Improving Your Rails Codebase

Source: Giphy Dot Com

Yes, Rails scaffolding is one of the big benefits of the framework. You, however, soon get to a point where it’s obvious that certain things are not a good fit for any of the three directories representing the MVC in your codebase. There are many ways (patterns) to address this, we’ll touch on a few.

Let’s take the example of a Fintech company enabling registered users to complete the KYC process by setting up their own profiles, and then doing some verification of the submitted information.

Some assumptions:

  • The data required for KYC include a photo, proof of address, bank account, and NIN (National Identification Number).

Firstly, completing the KYC setup is not critical to the use of the app because all users can carry out transactions less than the set limit, regardless of their KYC status. Hence, making the KYC set up optional during user registration seems like a great decision in terms of user experience and reducing bounce rate.

Secondly, while setting up the KYC profile, users don’t want to wait until you’ve verified their information before they can successfully make a submission. If you need more information on the submitted KYC data you may notify the user later.

Let’s get a bit technical. Just a bit.

You probably need some:

  • model to represent the KYC entity.

Asides from the above, you want another process that is responsible for how you handle the submitted data. You might want to:

  • Store the photo in a 3rd party service e.g S3, Filestack, Cloudinary, etc.

To carry out the above, you definitely don’t want to have the logic in your MVC designated folders. Since this should be handled by a different process, it might be a good time to think of background workers. Uhm, but you don’t want to make an upload or call verification APIs directly in a worker, maybe create a service object to do this, then call that object from the worker? That would make your code organization neater, and testing your code easier. Sounds like a plan!

Service objects? Yeah, service objects are SOLID compliant POROs (Plain Old Ruby Objects). A service object does one thing in your domain logic and does it well.

Where should you keep your service objects? You can create a directory for them within the ‘app’ directory of your project. Having it there would be great for autoloading constants from your POROs.

# app/workers/address_verification_worker.rbclass AddressVerificationWorker
# app/services/address_verification_service.rbclass AddressVerificationService

Some folks prefer domain objects to service objects, while I think both have reasonable use cases, this piece isn’t about the debate.

If everything goes well up until this point, you should be able to tell which users are KYC compliant, which ones are currently in the process of being verified, and those who belong to neither group.
You want to send periodic reminders to the last set of users.
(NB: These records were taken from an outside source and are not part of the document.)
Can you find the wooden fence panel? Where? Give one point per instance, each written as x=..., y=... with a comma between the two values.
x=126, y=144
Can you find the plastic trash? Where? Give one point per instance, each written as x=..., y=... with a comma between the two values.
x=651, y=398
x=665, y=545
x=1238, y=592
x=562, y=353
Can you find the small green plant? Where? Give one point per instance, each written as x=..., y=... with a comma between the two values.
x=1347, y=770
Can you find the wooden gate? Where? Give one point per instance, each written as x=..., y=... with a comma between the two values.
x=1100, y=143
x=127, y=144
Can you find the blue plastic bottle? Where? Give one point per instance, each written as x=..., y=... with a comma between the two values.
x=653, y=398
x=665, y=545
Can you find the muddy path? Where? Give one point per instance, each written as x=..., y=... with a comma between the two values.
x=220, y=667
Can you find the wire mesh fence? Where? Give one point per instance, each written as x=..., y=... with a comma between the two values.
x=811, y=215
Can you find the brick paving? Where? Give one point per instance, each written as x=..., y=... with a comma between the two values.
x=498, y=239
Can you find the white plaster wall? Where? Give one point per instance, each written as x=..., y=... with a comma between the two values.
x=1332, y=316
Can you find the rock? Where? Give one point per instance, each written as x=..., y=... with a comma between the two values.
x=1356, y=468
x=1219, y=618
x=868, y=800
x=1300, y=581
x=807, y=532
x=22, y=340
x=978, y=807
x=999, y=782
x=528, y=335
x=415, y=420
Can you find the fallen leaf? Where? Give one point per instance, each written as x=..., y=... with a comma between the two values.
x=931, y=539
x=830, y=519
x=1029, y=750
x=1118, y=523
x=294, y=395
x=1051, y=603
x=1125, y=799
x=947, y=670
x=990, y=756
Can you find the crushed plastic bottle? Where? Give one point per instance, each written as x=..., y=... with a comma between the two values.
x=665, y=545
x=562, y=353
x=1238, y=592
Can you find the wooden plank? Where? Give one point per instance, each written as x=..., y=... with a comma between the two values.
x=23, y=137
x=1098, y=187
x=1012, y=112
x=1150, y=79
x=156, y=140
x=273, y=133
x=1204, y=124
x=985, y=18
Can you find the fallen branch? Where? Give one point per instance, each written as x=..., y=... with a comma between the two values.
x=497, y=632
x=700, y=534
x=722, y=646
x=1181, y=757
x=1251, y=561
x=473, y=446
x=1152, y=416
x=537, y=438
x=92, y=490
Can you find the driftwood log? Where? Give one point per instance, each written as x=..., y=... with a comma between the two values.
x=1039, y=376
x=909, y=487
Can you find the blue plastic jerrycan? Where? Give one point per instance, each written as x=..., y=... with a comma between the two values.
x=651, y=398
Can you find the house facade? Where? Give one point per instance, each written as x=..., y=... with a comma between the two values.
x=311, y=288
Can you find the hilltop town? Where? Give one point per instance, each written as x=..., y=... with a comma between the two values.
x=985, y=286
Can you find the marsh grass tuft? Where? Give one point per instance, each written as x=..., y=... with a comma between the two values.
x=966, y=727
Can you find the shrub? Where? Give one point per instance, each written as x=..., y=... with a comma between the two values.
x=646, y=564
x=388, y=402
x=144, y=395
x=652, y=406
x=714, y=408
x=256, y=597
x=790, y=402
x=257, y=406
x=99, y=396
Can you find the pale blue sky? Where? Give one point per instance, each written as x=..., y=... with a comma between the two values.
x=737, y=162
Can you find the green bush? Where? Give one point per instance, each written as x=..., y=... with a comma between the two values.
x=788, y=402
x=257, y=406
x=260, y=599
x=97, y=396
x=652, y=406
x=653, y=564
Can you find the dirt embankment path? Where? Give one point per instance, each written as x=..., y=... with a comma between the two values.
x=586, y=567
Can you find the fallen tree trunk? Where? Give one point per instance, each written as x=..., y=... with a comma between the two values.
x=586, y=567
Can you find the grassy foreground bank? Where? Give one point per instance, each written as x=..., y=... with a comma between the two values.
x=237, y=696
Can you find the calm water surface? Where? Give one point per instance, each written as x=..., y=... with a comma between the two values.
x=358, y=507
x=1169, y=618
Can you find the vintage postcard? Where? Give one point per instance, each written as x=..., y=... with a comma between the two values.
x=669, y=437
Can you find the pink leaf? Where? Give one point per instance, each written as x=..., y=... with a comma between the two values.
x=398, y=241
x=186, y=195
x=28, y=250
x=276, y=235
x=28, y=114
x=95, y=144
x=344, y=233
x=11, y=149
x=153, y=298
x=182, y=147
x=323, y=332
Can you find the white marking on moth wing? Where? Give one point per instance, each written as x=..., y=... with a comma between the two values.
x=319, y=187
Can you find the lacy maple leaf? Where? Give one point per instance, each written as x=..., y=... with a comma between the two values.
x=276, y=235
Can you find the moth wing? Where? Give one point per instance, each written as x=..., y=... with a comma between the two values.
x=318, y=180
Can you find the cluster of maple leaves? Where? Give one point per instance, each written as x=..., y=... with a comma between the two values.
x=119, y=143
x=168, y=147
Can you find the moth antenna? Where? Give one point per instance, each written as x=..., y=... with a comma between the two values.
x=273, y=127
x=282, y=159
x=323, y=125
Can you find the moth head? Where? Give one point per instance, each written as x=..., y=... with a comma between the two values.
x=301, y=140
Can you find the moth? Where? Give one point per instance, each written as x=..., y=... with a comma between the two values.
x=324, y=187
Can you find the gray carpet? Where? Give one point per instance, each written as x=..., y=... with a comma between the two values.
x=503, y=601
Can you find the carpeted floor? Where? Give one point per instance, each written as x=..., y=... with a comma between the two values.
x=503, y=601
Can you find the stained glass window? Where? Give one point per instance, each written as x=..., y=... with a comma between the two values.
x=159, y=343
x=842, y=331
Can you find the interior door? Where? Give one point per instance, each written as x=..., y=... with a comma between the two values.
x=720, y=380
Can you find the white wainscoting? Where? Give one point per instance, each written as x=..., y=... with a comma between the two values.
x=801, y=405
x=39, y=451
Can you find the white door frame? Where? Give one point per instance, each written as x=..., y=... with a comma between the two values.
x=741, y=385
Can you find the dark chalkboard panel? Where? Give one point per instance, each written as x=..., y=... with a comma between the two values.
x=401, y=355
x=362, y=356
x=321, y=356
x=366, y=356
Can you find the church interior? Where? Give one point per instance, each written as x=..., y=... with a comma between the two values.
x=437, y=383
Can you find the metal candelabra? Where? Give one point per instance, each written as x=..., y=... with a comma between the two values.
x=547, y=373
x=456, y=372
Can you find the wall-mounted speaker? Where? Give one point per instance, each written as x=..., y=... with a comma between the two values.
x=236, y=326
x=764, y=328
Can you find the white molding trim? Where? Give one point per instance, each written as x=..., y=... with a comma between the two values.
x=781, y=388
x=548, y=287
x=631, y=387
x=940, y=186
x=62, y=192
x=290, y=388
This can be in form of emails, in-app pop-ups, push notifications, SMS, whatever. As much as possible, you want to ensure that it does not impact the request/response cycle of users interacting with your app. Again, it’s better to run this flow through a different process, probably in the background.

A rake task would be useful for defining operations that would be scheduled for the periodic reminders. You might be tempted to put all the associated logic in the rake task😈.
This is your coding angel saying ‘Resist that temptation’😇.
Use a PORO (e.g a service object) to make testing easy. If the operation would run for a long time, you should consider using a background process.

By the way, whatever makes testing (specs) easy probably makes debugging easier. Just saying :)

This paradigm isn’t exclusive to Rails. Feel free to adapt as applicable to you.

I hope this gives you some idea of what should be synchronous or asynchronous, what needs to be part of your user flow and what doesn’t, how to ‘hand out responsibilities’ to entities in your codebase, and arrange your files.